Lever 3: Make Fewer Calls

This is where the biggest savings often come from. A call you never make is infinitely cheaper than an optimized call.


Result Memoization

Prompt caching reduces costs. Memoization eliminates them. If the same input produces the same output, store the result.

const key = sha256(query + JSON.stringify(context));

const hit = db
  .prepare('SELECT result FROM cache WHERE key = ?')
  .get(key);

if (hit) {
  return JSON.parse(hit.result);
}

Benefits:

  • Zero model cost
  • Instant response
  • Reduced latency
  • Lower infrastructure load

This is especially powerful for evaluation systems where users repeatedly run identical scenarios. Before investing in more sophisticated AI infrastructure, ask: Can I avoid making this call entirely?

A call you never make is always cheaper than a call you’ve optimized.


Explicit Triggers

Many AI applications accidentally generate unnecessary calls.

Examples:

  • Running on every keystroke
  • Re-triggering during rapid UI updates
  • Double-clicking submit buttons

Simple protections help:

  • Analyze only on button click
  • Debounce inputs
  • Disable actions while requests are in flight

These changes cost almost nothing to implement and often produce immediate savings.


Prioritization: What I’d Do First

If you’re building a typical AI-powered application, I’d optimize in this order:

  1. Model routing
  2. Result memoization
  3. Prompt caching
  4. Output reduction
  5. Context engineering
  6. Chat history management
  7. Batch processing
  8. Context pruning
  9. Dynamic routing

A lot of teams jump straight to vector databases, sophisticated routing systems, agent frameworks, and complex orchestration layers. In reality, the biggest wins usually come from boring optimizations.

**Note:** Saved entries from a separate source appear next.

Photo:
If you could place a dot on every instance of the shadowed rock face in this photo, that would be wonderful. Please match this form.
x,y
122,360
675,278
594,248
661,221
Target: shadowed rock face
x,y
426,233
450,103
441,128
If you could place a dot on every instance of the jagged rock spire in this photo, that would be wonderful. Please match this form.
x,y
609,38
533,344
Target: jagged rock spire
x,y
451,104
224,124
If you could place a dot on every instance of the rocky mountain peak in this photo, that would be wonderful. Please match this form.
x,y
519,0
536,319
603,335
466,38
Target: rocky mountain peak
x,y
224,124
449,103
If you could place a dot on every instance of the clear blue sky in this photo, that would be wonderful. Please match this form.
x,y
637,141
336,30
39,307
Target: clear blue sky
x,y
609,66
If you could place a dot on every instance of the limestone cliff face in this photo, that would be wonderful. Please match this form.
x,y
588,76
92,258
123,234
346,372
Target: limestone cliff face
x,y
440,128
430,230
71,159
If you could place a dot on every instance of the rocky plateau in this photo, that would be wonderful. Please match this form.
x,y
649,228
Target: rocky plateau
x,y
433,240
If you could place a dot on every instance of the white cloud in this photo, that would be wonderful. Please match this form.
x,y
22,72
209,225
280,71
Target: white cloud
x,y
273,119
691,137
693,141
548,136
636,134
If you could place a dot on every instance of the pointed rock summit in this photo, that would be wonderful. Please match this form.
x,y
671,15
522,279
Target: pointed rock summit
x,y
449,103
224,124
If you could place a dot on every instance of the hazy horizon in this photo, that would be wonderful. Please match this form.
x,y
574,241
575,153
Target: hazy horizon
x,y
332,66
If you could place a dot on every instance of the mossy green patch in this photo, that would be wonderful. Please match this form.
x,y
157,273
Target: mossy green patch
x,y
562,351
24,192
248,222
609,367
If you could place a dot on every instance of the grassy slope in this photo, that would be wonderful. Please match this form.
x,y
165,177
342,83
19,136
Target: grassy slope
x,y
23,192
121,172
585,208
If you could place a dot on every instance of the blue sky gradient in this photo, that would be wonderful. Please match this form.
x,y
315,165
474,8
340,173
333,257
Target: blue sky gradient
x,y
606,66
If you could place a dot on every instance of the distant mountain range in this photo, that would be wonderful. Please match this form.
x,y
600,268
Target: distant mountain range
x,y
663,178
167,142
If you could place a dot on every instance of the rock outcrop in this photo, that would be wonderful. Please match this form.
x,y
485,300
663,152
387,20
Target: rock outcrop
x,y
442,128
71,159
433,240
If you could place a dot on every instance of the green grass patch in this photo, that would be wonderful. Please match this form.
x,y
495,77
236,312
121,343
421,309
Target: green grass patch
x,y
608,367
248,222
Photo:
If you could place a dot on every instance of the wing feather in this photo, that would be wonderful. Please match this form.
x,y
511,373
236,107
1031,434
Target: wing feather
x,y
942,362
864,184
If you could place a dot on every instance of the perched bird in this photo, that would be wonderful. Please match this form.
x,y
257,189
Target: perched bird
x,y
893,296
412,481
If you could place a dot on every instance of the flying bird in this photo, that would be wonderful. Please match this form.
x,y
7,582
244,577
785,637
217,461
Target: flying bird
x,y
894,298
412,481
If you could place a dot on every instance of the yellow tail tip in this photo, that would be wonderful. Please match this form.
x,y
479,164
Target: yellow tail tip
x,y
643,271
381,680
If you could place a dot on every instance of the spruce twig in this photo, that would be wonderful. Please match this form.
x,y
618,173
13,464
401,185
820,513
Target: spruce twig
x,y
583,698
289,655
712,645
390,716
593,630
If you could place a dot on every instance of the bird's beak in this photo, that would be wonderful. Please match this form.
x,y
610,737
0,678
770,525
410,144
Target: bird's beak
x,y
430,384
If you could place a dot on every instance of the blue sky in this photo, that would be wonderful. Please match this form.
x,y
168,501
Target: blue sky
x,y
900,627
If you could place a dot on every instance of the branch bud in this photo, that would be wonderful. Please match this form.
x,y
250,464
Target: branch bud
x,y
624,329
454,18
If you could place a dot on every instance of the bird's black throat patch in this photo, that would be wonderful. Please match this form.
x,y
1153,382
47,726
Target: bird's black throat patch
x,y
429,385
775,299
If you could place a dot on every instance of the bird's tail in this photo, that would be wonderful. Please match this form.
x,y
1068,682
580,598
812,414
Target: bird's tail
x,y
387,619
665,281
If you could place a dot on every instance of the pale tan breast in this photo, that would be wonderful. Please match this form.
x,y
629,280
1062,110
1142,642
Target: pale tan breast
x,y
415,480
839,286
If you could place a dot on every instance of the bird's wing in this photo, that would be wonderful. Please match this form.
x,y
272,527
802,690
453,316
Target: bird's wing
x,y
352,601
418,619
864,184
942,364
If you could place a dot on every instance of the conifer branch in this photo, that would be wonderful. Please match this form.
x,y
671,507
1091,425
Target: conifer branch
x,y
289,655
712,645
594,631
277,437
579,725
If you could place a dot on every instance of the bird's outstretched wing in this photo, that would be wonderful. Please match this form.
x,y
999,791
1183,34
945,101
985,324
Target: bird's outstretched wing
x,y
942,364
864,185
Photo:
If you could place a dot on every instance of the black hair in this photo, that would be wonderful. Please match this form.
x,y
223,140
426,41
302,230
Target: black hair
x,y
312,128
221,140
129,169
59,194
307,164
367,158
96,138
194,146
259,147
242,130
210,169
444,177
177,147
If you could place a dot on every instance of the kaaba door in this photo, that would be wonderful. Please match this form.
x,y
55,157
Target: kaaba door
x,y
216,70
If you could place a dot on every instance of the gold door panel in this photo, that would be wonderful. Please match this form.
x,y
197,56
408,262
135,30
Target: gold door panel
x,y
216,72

Interestingly, many AI infrastructure discussions today are actually context engineering discussions. RAG, vector databases, memory systems, retrieval pipelines, and summarization strategies are all attempts to answer the same question:

What is the minimum amount of information the model needs to do a good job?

Before building elaborate AI infrastructure, ask three simple questions:

  • Can I use a cheaper model?
  • Can I send fewer tokens?
  • Can I avoid making this call entirely?

Nearly every meaningful LLM cost optimization falls into one of those buckets.